The Real World Awaits
U. S. News & World Report ranked Princeton University Number One in its 2013 edition of Best Colleges. It has 5,249 students and you can bet every one of them is smart. I mean really smart. Representing the Class of 2013 were seniors Aman Sinha (3.98 GPA), valedictorian, and Amelia Bensch-Schaus (3.9+ GPA), salutatorian. Truly the smartest of the smart. And that’s saying something.
Sinha majored in mechanical and aerospace engineering, and Bensch-Schaus was a classics major. She definitely drew the short straw because she had to write and deliver her graduation speech in Latin, bowing to a centuries-old Princeton tradition (presumably when Latin was spoken at home).
But here’s why I bring all this up. Neither Sinha nor Bensch-Schaus are on Facebook or Twitter. According to Bensch-Schaus, “It never seemed like meaningful communication to me.”
Yikes. Two of the smartest people in the universe are turning a blind eye to the world of social media.
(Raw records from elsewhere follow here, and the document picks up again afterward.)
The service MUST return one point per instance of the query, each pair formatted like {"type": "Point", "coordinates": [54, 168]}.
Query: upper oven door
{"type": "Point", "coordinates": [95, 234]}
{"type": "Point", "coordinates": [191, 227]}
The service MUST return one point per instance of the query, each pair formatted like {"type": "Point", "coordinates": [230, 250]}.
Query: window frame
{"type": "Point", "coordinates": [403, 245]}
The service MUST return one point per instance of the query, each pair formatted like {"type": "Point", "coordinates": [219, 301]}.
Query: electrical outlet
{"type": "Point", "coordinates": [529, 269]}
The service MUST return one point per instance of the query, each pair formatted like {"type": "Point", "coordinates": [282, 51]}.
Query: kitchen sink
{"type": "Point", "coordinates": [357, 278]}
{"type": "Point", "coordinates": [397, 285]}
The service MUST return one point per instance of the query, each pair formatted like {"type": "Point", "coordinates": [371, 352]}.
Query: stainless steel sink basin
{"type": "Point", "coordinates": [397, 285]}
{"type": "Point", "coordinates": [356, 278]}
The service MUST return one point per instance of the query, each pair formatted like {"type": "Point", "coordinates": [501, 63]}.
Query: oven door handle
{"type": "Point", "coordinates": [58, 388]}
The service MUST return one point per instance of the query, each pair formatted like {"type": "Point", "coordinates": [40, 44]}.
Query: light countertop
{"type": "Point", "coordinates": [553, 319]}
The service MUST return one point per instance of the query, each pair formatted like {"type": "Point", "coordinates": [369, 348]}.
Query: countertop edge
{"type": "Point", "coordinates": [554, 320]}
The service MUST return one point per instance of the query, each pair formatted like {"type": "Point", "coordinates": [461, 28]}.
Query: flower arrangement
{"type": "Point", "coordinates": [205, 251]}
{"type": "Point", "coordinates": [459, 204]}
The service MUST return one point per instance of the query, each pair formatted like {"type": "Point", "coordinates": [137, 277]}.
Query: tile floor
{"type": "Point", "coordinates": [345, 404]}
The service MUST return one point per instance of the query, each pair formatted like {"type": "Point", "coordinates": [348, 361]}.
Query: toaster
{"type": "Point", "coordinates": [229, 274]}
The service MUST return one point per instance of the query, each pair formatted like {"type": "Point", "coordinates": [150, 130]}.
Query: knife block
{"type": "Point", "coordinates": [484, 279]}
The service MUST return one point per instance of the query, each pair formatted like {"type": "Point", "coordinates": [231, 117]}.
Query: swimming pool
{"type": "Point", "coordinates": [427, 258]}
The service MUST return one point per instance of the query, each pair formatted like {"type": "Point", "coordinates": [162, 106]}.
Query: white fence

So how does it make the rest of us look? And will they have a change of heart when they move from personal studies to participating in the real (business) world?
Some “real world” facts to consider:
Facebook** currently has 1.11 billion users with 150 billion friend connections.
665 million users are active on a daily basis.
Every day there are 4.5 billion Facebook likes and 350 million photo uploads.
The average time spent per Facebook visit is 20 minutes.
Sinha was ironically using that 20 minutes (and more) every day to work on his senior thesis focusing on the way large groups reach a consensus.
And how about this...
There are currently 554,750,000 active registered Twitter users.*
Tomorrow there will be 135,000 more…and the day after that…and the day after that.
There are 9,100 tweets every second.
58 million tweets per day.
1 billion tweets every 5 days. (And you thought your email box was full).
Bensch-Schaus named her kitten after the ancient Trojan prince Hector from the Iliad. She neglected to tweet about it and no one was the wiser.
I wonder what they think of blogging?